Williams grew up in the Methodist church, but notes “it’s not about Methodist or Baptist, it’s about the Lord’s work. We don’t have Sunday night or Wednesday night services where I pastor. So our family goes to Scottsville Baptist on Sunday and Wednesday nights. They were having a visitation effort one night, taking some of the youth with them. No one was left but me and my daughter when we got there, so we got some flyers and started. My daughter and I got to go around and witness. People need to know Jesus, and I tell people to be in a Bible-believing, teaching church.”
Ministry call; depression battle
When Williams was dating the woman who would become his wife, they attended a General Baptist Church. That’s where he eventually announced his call to preach. “But it took me a while to get there. I tell people that the Lord called me to preach and it wasn’t that I ran from it, I just got so busy that I ignored Him.
“And then I tell people I was in a battle. God wanted me. Satan had my attention. I wasn’t doing bad stuff — I was just busy. I started having problems with panic attacks, anxiety, depression and finally saw a counselor.
“She asked me the first time I saw her, ‘Do you think the Lord is calling you into the ministry?’ I said no. But later on I had to admit that He had.” In the midst of that struggle, the battle against anxiety and depression intensified.
“I went back and forth there for a long time, but I remember one afternoon, on our back deck, I looked at my wife and I told her, ‘I don’t want to scare you. I said I’m not going to do anything, but I know now why people commit suicide. I’m miserable.’ I could not ask for any better woman to be my wife, but there was only so far she could walk with me. And then another Man came in and walked beside me, and His name was Jesus. He put his arm around me and I didn’t have to walk it alone.
“I went to the doctor because I was having panic attacks every day. The doctor said, ‘You’re a big ole boy, looks like you could whip this.’ I said, ‘Doc, I do too, but it’s bigger than me.'”
He saw a biblical counselor and a psychiatrist because of the medications he was taking, but the break-through moment occurred while he was outside his home one day. He had not had his prescription for depression refilled. “The Lord said, ‘You don’t need it anymore.’
And so that day I quit cold turkey off that medication.
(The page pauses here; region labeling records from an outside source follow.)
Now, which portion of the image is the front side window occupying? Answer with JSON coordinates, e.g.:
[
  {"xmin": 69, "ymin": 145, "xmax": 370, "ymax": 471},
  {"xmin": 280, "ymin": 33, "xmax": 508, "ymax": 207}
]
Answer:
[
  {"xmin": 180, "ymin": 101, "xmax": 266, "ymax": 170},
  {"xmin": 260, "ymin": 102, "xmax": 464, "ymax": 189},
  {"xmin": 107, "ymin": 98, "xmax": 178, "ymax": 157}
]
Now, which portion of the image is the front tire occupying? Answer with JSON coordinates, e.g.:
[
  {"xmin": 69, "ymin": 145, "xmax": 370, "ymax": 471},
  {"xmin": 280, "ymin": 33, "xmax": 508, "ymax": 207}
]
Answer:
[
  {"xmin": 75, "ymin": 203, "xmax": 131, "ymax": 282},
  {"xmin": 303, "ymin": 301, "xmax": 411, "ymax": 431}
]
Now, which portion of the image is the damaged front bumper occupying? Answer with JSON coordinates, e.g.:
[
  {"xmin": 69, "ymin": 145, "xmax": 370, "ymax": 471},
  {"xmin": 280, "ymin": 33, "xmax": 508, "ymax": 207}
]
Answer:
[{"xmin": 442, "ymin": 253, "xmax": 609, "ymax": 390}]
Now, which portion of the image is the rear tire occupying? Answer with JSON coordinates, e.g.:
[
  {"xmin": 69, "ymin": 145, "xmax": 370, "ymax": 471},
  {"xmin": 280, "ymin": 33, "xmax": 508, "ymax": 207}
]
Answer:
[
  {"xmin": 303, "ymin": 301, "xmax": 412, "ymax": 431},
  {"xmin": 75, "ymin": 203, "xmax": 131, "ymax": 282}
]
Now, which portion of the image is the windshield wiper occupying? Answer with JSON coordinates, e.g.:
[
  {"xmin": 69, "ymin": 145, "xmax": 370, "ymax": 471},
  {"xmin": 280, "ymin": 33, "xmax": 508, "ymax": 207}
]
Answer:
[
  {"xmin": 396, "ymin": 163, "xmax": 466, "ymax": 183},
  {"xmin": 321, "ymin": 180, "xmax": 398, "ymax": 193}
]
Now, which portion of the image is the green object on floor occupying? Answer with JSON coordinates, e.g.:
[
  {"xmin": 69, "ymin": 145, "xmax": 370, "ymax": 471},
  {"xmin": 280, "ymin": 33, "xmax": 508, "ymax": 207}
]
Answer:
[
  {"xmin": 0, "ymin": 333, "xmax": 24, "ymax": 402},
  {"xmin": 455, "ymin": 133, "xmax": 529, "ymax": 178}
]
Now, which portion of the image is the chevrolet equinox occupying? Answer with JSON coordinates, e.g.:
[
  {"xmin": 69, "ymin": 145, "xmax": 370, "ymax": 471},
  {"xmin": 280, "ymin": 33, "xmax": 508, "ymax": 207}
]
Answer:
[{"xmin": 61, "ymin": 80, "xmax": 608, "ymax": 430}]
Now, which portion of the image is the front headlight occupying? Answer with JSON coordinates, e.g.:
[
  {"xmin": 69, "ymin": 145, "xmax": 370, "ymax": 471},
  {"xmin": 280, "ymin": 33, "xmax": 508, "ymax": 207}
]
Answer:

Now you just don’t do that. But God said I didn’t need it any more so I did it. And to this day I’ve never had it.”
Later, he returned for a visit with the biblical counselor. “I’d been having a pretty good couple of months. When I stepped across the threshold door of that office, depression fell on me like a ton of bricks. I could do nothing but cry. If you have never had it you don’t know what it’s like. I could not do anything but just sit there and cry. I was under the weight of it until it was my time to see her. As I began to talk with her, all of a sudden it was like being in a warm room and the air conditioner kicked on and there was a cool rush of air. Then I realized I didn’t feel the same way. I looked at her and I said, ‘Do you know what just happened.’ She said she did. She said, ‘I saw it leave your face.’
“I said, ‘The Holy Spirit just walked through here.’ She said, ‘Yes He did.’
To this day, it (anxiety, depression) no longer controls my life. I won’t say it doesn’t try to raise its head, but it no longer controls my life.”